No contexto da presente demanda, há possibilidades claras de inversão do ônus da prova ante a verossimilhança das alegações, conforme disposto no artigo do CDC:

Art. 6º São direitos básicos do consumidor: [...] VIII – a facilitação da defesa de seus direitos, inclusive com a inversão do ônus da prova, a seu favor, no processo civil, quando a critério do juiz, for verossímil a alegação ou quando for ele hipossuficiente, seguindo as regras ordinárias de expectativas.

Desse modo, cabe a requerida demonstrar provas em contrário ao que foi exposto pela autora. Assim, as demais provas que se acharem necessárias para resolução da lide, deverão ser observadas o exposto na citação acima, pois se trata de princípios básicos do consumidor.

III.3 – DA INDENIZAÇÃO PELO DANO MORAL

Em decorrência da situação, a autora passa por uma situação constrangedora, possuindo sua moral, honra e imagem abaladas, tendo em vista que foi fraudada e se encontra prejudicada, sendo razão suficiente a ensejar danos morais.

Dessa forma, o dano moral que se caracteriza pela afetação da reputação no meio social e pelo sofrimento psíquico ou moral, a dor, a angústia e as frustrações infligidas ao ofendido, já constitucionalizado a partir de 1988, contemplado no art. 5º, incisos V e X, ganhou status de preceito fundamental, assegurando o direito de indenização à vítima.

Art. 5º […] V – é assegurado o direito de resposta, proporcional ao agravo, além da indenização por dano material, moral ou à imagem.
[…] X – são invioláveis a intimidade, a vida privada, a honra e a imagem das pessoas, assegurado o direito de indenização pelo dano material ou moral decorrente de sua violação.

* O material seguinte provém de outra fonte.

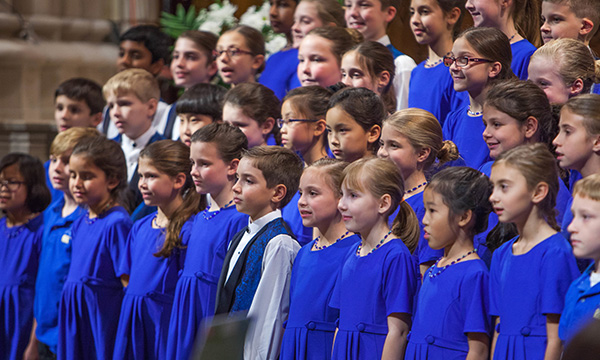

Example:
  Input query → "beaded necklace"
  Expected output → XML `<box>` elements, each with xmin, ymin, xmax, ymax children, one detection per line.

<box><xmin>314</xmin><ymin>231</ymin><xmax>350</xmax><ymax>250</ymax></box>
<box><xmin>356</xmin><ymin>230</ymin><xmax>392</xmax><ymax>256</ymax></box>
<box><xmin>202</xmin><ymin>199</ymin><xmax>233</xmax><ymax>221</ymax></box>
<box><xmin>429</xmin><ymin>249</ymin><xmax>477</xmax><ymax>279</ymax></box>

Ora, uma vez que evidente a caracterização do dano, este deve ser indenizado, conforme posição doutrinária e jurisprudencial a seguir,

“Acentua-se cada vez mais na jurisprudência a condenação daqueles atos que molestam o conceito honrado da pessoa, colocando em dúvida a sua credibilidade e o seu crédito. Definem-se como tais àqueles atos que, de alguma forma, mostram-se hábeis para macular o prestígio moral da pessoa, sua imagem, sua honradez e dignidade”. (Yussef Sahid Cahali)
A indenização por ofensa à honra alheia é devida independentemente da comprovação da existência de um efetivo prejuízo, pois ‘dano, puramente moral, é indenizável. (RE n.º 105.157-SP, Min. Octavio Gallotti, RTJ 115/1.383).
A reparação do dano moral tem por fim ministrar uma sanção para a violação de um direito que não tem denominador econômico. Não é possível sua avaliação em dinheiro, pois não há equivalência entre o prejuízo e o ressarcimento. Quando se condena o responsável a reparar o dano moral, usa-se de um processo imperfeito, mas o único realizável para que o ofendido não fique sem uma satisfação. (TARJ, AC n.º 5.036/96, Juiz Mauro Fonseca Pinto Nogueira).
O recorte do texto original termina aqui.